Pada prinsipnya yang perlu dibenahi adalah kesejahteraan dan pola pengembangan karier ASN. Konstruksi dalam UU 20 Tahun 2023 telah memuat konsep awal kesejahteraan dengan baik. Tetapi, muatan yang termaktub sejak UU Nomor 5 Tahun 2014 itu masih dihiasi oleh ketimpangan pendapatan antar ASN itu sendiri hingga saat ini.
Misalnya di suatu instansi dengan jabatan fungsional jenjang pertama dan kelas jabatan delapan mendapat tunjangan kinerja sebesar Rp2.927.000,00. Sementara dengan jabatan dan kelas jabatan yang sama di instansi lain mendapat tunjangan kinerja sebesar Rp6.349.000,00. Padahal keduanya adalah pegawai instansi pusat berbasis di Jakarta, tetapi selisih tunjangannya bisa dua atau tiga kali lipat. Ini kemudian membuat ASN kita mengambil pekerjaan lain. Bayangkan apabila seorang pelayan publik harus bekerja di dua tempat yang berbeda, bagaimana mungkin dia akan memberikan pelayanan publik prima kepada masyarakat.
Karena itu, proses peralihan PPPK menjadi PNS bukanlah solusi utama saat ini. Dengan PNS sekalipun, tanpa upah layak, pelindungan dan pengembangan karier yang baik tentu tidak akan menyelesaikan masalah. Pemerintah perlu mendesain penggajian dan pengembangan karier ASN yang lebih baik.
Namun, apabila peralihan tetap dilakukan, maka prosesnya dapat dibuat bertahap. Semuanya harus tetap mengikuti dan lulus tes. Kemudian tanpa adanya batasan umur dan mengatur sejumlah afirmasi lainnya meliputi kriteria penilaian, pengalaman masa kerja, ambang batas nilai, hingga mekanisme apabila tidak lulus seleksi.

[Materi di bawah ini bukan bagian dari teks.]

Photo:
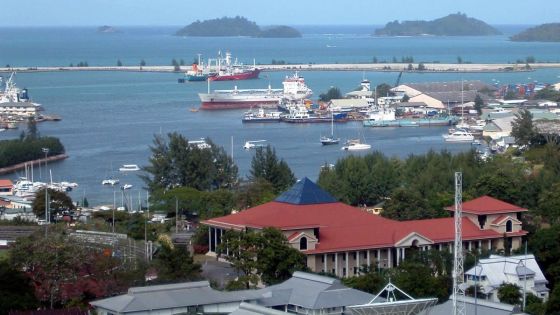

Dengan demikian proses rekrutmen yang terus digaungkan terbuka dan kompetitif tetap terjaga. Ini menjadi bagian dari penerapan prinsip-prinsip meritokrasi, pengaturan etika, dan terutama mendorong pemenuhan kualitas ASN sebagai mesin penggerak transformasi birokrasi. Sebaliknya apabila dilakukan dengan proses pengangkatan langsung tanpa seleksi maka prinsip meritokrasi dalam manajamen ASN patut dipertanyakan.